The same hot weather that brings out the best in tomatoes, cucumbers, peppers, and other summer vegetables makes spinach, lettuce, peas, and other cool-weather vegetables tough and bitter.
Midsummer weather makes the prospect of cool weather seem remote, but of course such weather will return. Now might be a good time to plan for and begin planting vegetables that thrive in autumn weather.
Growing autumn vegetables is like having another whole growing season in the garden.
Cool, moist weather, even with temperatures dipping below freezing, brings out the best flavor in vegetables such as kale, broccoli and carrots. And the fall harvest season is long because, with short days, there’s no danger of such vegetables as spinach and Chinese cabbage bolting to seed. Broccoli and cauliflower buds stay tight, patiently awaiting harvest.
FIRST, THREE VOWS
Before planning for a delectable harvest of autumn vegetables, take three vows.
The first is to maintain soil fertility. Autumn’s predominantly leafy vegetables are heavy feeders, and your garden has already had one growing season, so apply fertilizer and liberal amounts of compost or other organic matter to the soil.
Second, don’t forget to water. Seedlings beginning life in midsummer can’t get enough water otherwise through typical summer heat and drought. Natural rainfall and cooler temperatures will lessen or eliminate watering chores as autumn approaches.
And third, spend a few minutes weeding on a regular basis throughout the season. Summer weeds take up space that you could use for fall vegetables. They also compete for water and nutrients.
To figure out when to sow autumn vegetables, look on seed packets for the “days to maturity.” Cool weather and shorter days are going to dramatically slow growth as fall approaches, so count on any vegetable being ready for harvest around the time when cooler weather settles in in earnest in your area, and days become regularly cooler. For vegetables that are usually transplanted, add four weeks, which is the time they would need to grow to transplant size.

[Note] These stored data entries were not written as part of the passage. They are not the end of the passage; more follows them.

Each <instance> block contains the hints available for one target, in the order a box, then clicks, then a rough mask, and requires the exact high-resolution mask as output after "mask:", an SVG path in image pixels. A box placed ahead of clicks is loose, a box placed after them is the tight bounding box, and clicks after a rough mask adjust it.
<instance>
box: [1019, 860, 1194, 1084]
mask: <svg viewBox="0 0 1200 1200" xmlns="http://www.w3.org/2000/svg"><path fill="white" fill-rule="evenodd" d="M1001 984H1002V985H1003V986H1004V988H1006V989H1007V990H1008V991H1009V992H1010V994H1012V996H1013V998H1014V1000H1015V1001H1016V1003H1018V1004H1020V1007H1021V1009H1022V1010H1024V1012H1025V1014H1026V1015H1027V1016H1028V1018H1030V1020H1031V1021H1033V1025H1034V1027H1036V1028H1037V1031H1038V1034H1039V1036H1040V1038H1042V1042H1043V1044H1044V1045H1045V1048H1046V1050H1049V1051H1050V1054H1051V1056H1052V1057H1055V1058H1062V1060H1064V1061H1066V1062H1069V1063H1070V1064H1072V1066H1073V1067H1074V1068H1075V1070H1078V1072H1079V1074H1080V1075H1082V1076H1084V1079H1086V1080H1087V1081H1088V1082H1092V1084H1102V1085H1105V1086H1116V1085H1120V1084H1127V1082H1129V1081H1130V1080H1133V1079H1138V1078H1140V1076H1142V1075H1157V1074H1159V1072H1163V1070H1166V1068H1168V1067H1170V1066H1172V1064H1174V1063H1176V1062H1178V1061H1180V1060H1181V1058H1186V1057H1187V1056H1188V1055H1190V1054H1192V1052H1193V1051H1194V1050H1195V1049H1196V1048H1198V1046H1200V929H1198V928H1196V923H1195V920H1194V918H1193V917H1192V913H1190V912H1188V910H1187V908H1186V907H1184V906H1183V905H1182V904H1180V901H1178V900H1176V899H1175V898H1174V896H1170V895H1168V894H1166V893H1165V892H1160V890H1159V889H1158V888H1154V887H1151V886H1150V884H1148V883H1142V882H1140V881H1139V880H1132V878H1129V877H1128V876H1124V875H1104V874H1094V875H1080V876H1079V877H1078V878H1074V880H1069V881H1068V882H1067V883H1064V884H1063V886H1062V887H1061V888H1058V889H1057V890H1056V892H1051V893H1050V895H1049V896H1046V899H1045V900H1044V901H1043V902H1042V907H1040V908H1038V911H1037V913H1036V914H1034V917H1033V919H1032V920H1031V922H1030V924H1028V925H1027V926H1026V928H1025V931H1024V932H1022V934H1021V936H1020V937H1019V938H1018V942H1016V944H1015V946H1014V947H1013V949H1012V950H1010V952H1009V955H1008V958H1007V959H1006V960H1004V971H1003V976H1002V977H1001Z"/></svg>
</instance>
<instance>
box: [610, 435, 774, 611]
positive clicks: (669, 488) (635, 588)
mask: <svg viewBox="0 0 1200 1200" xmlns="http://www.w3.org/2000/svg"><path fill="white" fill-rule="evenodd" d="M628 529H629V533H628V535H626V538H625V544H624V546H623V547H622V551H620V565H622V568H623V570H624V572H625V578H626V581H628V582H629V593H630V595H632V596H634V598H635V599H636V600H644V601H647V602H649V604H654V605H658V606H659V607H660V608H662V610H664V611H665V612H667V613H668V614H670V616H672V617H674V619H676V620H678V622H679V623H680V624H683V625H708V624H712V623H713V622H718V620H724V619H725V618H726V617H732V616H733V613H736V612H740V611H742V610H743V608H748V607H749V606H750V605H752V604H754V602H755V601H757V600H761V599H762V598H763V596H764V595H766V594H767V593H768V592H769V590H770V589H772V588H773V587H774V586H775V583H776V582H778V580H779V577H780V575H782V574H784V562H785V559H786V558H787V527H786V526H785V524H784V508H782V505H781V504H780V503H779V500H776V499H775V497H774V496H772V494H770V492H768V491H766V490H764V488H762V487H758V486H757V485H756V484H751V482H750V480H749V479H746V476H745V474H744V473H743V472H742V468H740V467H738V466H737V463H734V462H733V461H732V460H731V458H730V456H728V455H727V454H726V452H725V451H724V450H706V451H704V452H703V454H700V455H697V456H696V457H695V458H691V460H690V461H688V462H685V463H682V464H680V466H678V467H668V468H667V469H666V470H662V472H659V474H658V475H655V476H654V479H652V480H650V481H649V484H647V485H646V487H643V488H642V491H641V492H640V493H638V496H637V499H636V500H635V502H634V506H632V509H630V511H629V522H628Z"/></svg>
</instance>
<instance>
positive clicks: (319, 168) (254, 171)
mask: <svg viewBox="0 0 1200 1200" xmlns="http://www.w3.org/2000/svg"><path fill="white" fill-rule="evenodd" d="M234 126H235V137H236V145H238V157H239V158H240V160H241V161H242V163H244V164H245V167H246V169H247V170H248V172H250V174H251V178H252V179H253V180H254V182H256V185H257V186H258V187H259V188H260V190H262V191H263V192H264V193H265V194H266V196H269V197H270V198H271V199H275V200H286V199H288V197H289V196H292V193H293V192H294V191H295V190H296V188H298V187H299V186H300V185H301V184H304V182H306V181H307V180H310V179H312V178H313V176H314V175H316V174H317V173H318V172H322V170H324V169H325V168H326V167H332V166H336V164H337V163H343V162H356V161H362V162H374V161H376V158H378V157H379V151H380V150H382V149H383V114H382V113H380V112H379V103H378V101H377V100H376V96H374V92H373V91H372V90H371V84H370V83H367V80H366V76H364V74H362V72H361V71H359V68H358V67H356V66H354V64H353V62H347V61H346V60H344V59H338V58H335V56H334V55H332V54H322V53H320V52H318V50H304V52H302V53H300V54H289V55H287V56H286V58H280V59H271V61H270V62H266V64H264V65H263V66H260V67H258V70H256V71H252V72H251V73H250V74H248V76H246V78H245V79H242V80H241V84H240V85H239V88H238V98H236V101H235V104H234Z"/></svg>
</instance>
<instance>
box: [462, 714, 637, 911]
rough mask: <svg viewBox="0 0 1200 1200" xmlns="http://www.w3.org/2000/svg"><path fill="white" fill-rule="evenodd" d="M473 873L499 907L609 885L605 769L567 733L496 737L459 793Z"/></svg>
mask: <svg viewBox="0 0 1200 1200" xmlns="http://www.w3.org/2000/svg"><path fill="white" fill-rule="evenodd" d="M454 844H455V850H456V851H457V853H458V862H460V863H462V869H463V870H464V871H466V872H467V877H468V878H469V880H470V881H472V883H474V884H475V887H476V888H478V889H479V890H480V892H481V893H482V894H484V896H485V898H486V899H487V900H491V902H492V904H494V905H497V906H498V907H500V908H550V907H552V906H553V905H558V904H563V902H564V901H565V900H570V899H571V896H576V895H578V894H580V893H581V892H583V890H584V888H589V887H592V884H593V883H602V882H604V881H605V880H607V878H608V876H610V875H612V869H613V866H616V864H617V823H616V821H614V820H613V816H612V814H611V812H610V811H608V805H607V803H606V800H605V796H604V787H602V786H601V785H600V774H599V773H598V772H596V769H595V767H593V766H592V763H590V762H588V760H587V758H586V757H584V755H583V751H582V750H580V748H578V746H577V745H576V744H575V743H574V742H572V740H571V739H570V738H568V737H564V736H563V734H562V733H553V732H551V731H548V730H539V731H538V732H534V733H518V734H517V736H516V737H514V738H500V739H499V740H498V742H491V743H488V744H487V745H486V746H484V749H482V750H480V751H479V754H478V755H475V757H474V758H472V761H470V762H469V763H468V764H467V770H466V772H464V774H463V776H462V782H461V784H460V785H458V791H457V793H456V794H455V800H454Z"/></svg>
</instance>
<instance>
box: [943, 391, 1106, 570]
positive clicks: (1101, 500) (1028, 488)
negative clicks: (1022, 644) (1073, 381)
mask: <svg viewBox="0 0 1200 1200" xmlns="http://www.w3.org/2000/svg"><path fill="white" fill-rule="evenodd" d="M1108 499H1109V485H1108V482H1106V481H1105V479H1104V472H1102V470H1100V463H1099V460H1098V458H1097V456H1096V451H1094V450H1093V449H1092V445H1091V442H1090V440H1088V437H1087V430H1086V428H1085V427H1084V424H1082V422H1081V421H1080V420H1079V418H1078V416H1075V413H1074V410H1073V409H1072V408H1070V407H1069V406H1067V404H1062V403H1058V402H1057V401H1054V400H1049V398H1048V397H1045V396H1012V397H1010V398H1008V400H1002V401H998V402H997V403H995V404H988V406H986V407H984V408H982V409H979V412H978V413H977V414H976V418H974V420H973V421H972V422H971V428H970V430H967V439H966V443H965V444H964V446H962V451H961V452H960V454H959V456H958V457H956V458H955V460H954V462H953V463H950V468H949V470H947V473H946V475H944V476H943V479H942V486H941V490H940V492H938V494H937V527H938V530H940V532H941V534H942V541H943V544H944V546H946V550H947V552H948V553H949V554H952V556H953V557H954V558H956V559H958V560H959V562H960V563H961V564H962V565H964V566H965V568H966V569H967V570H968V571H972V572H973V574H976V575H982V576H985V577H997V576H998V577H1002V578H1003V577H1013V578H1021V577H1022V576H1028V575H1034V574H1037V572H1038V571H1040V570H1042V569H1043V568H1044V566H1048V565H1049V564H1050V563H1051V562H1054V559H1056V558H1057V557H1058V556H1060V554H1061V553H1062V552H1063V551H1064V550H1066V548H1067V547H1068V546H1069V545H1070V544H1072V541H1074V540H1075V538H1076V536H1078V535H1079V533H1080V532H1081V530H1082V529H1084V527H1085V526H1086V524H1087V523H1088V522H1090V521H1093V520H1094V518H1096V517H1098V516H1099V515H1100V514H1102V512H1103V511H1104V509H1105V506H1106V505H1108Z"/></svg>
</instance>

Depending on how soon autumn weather arrives at your garden gate, now or soon may be the time to sow broccoli, endive, winter radishes, cabbage, carrots, beets and parsley, all of which need a relatively long season to mature. Sow these seeds directly in the garden, in containers, or in a separate, small nursery bed, then transplant them to their permanent homes in a month.
Follow that first wave of planting a couple of weeks later with sowings of lettuce, Chinese cabbage, cauliflower, kale and collards. Check the days to maturity for Chinese cabbages because some varieties take only 50 days to mature while others take much longer.
This first sowing of autumn lettuce should be the first of many. Every two weeks until about a month before the average date of your first frost, sow small amounts, and you will have a continuous supply of tender leaves for your salad bowl.
Whole rows of any vegetables in this second planting might follow earlier plantings of bush beans or sweet corn, or you can sow in containers for transplanting three weeks later. The nice thing about using containers is that there’s no need to plant a whole row at once — you can tuck plants here and there as space becomes available.
A third wave of autumn planting comes when cooler weather has begun to settle in, perhaps where you have gathered up mature onion and garlic bulbs or dug out cucumber vines that have finally succumbed to bacterial wilt. Sow directly in the ground seeds of spinach, mustard, arugula and turnips. Also plant small radishes, the kind you normally sow in spring.
Local seed racks are often cleared out after midsummer. If so, or if you seek varieties that are unavailable locally, order seeds by mail.